Let's use our complete training system to solve the XOR problem!

In [None]:
# Create XOR dataset
X_xor = np.array([
    [0, 0],
    [0, 1],
    [1, 0],
    [1, 1]
])

y_xor = np.array([
    [0],
    [1],
    [1],
    [0]
])

print("XOR Problem:")
print("="*40)
print("Input 1 | Input 2 | Output")
print("-"*40)
for i in range(len(X_xor)):
    print(f"   {X_xor[i,0]}    |    {X_xor[i,1]}    |   {y_xor[i,0]}")
print("="*40)
print()

# Create network
np.random.seed(42)  # For reproducibility
network = NeuralNetwork(
    input_size=2,
    hidden_size=8,  # 8 hidden neurons
    output_size=1,
    learning_rate=0.1,
    activation='relu'  # ReLU activation
)

# Train the network
history = network.train(
    X_train=X_xor,
    y_train=y_xor,
    epochs=1000,
    batch_size=4,  # Use all 4 examples per batch
    verbose=True
)

# Test the network
print("\n" + "="*70)
print("🧪 TESTING TRAINED NETWORK")
print("="*70)
predictions = network.forward(X_xor)

print("Input 1 | Input 2 | Target | Prediction | Rounded | Correct?")
print("-"*70)
for i in range(len(X_xor)):
    x1, x2 = X_xor[i]
    target = y_xor[i, 0]
    pred = predictions[i, 0]
    rounded = round(pred)
    correct = "✓" if rounded == target else "✗"
    print(f"   {x1}    |    {x2}    |   {target}    |   {pred:.4f}   |    {rounded}    |   {correct}")

accuracy = network.compute_accuracy(predictions, y_xor)
print("="*70)
print(f"Final Accuracy: {accuracy:.1f}%")
print("="*70)

In [None]:
# Visualize training progress

fig, (ax1, ax2) = plt.subplots(1, 2, figsize=(14, 5))

# Plot 1: Loss over epochs
epochs = range(1, len(history['train_loss']) + 1)
ax1.plot(epochs, history['train_loss'], 'b-', linewidth=2, label='Training Loss')
ax1.set_xlabel('Epoch', fontsize=12)
ax1.set_ylabel('Loss (MSE)', fontsize=12)
ax1.set_title('Loss Decreases Over Time', fontsize=14, fontweight='bold')
ax1.legend()
ax1.grid(True, alpha=0.3)
ax1.set_yscale('log')  # Log scale to see details

# Plot 2: Decision boundary
# Create a grid of points
xx, yy = np.meshgrid(np.linspace(-0.5, 1.5, 200),
                     np.linspace(-0.5, 1.5, 200))
grid_points = np.c_[xx.ravel(), yy.ravel()]

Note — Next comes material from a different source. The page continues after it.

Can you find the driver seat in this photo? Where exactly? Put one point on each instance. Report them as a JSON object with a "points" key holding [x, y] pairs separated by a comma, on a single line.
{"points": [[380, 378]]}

# Predict for all grid points
Z = network.forward(grid_points)
Z = Z.reshape(xx.shape)

# Plot decision boundary
contour = ax2.contourf(xx, yy, Z, levels=20, cmap='RdYlBu_r', alpha=0.8)
ax2.contour(xx, yy, Z, levels=[0.5], colors='black', linewidths=3)

# Plot the XOR points
scatter = ax2.scatter(X_xor[:, 0], X_xor[:, 1], c=y_xor.flatten(),
                     cmap='RdYlBu_r', s=300, edgecolors='black', linewidths=3)

# Add labels
for i, (x, y, label) in enumerate(zip(X_xor[:, 0], X_xor[:, 1], y_xor.flatten())):
    ax2.text(x, y-0.15, f'({int(x)},{int(y)})→{int(label)}',
             fontsize=11, ha='center', fontweight='bold')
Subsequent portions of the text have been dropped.